Where are the women in the worlds of music? They are uppity blues women, divas, folksingers, prima donnas, concert pianists, courtesans, and chanting nuns. Women have composed symphonies, operas, chamber music, and songs. This seminar surveys women's musical activities across times and cultures, and examines how ideas about gender shape the environments in which people create, perform, and hear music. The class is designed for students interested in social history, cultural studies, and gender studies as well as music.

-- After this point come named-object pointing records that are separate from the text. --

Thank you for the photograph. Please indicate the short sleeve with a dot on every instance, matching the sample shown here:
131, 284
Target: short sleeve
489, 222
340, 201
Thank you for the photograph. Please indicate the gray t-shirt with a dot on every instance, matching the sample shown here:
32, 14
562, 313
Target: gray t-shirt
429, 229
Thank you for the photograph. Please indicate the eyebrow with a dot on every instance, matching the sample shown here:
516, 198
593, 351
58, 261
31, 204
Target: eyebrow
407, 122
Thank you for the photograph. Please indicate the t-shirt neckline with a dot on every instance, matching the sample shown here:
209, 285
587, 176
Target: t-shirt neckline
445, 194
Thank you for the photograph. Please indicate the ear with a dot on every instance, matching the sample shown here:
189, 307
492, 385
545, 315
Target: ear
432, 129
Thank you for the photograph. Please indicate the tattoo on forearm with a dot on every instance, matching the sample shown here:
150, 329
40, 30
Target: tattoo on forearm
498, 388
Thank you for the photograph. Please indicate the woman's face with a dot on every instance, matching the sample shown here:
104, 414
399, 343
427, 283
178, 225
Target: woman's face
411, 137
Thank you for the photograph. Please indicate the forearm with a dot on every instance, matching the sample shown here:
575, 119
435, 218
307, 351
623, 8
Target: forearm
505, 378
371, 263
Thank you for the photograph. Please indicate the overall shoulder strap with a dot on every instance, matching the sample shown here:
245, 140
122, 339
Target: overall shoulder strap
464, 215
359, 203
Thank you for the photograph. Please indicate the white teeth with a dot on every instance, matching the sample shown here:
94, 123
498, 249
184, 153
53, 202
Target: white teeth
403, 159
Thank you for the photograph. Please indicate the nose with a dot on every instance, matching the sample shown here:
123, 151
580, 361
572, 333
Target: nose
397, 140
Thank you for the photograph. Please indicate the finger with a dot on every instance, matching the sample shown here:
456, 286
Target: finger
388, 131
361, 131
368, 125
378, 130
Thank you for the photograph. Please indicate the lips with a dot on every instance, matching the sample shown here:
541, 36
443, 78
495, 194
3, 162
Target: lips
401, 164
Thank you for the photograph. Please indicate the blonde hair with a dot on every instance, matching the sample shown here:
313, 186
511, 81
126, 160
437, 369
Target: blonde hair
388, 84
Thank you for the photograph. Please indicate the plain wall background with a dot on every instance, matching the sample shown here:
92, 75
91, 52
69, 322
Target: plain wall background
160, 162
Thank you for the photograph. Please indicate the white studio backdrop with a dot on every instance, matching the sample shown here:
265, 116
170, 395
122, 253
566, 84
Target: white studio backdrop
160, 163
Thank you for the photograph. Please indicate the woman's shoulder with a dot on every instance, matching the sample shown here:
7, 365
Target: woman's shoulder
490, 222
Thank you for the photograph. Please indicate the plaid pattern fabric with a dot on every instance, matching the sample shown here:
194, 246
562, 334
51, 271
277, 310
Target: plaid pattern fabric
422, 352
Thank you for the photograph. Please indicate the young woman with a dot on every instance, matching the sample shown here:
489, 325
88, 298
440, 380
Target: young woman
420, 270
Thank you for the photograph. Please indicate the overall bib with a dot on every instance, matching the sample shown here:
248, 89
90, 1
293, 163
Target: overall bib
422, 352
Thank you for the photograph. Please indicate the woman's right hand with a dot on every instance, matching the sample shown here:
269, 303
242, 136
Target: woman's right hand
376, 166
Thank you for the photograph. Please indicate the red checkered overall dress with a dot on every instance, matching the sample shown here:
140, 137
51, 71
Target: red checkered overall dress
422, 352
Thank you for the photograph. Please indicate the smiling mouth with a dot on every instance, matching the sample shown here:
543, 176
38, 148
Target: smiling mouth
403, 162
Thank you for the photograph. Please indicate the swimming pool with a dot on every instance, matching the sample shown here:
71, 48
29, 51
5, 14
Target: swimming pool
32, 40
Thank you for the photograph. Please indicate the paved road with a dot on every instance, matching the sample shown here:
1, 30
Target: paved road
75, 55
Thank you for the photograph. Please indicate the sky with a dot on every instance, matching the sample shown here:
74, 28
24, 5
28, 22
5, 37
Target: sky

We will examine how gender shapes musical practice in traditional cultures and learn how American blues women and the Egyptian singer Umm Kulthum became voices of their people. We will study the "secret music" of Renaissance nuns, Japanese geishas, and Indian courtesans: women whose music was considered so seductive that it was heard only by select audiences, sometimes behind closed doors. Our discussion of divas and sexual politics in opera will include a field trip to see an opera. We will examine how contemporary female composers and pop artists manipulate traditional images of femininity, masculinity, and sexuality. You will contribute to the seminar's musical content, posting songs and videos relevant to each week's topic on the course website so we can listen to and discuss each other's contributions in class.

Meet the Instructor(s)

Heather Hadlock

Heather Hadlock, associate professor of music and director of the Program in Feminist Studies, has taught at Stanford since 1996. She received her Ph.D. in musicology from Princeton in 1996, and her B.A. in music and history from Duke in 1988. She is a feminist music historian and critic of 19th-century French and Italian Romantic opera. Her book, Mad Loves: Women and Music in Offenbach's Les Contes d'Hoffmann, explores the literary sources and social meanings of this fantastical French Romantic opera. Her second book, Pants Parts, studies "trouser roles" (female singers cast as men) in opera from the end of the Classic period through the modern era. By examining cross-dressed female performers in such masculine roles as the lover, the warrior, the pageboy, and the sidekick, she traces changing depictions of gender, sexuality, authority, and love on the operatic stage.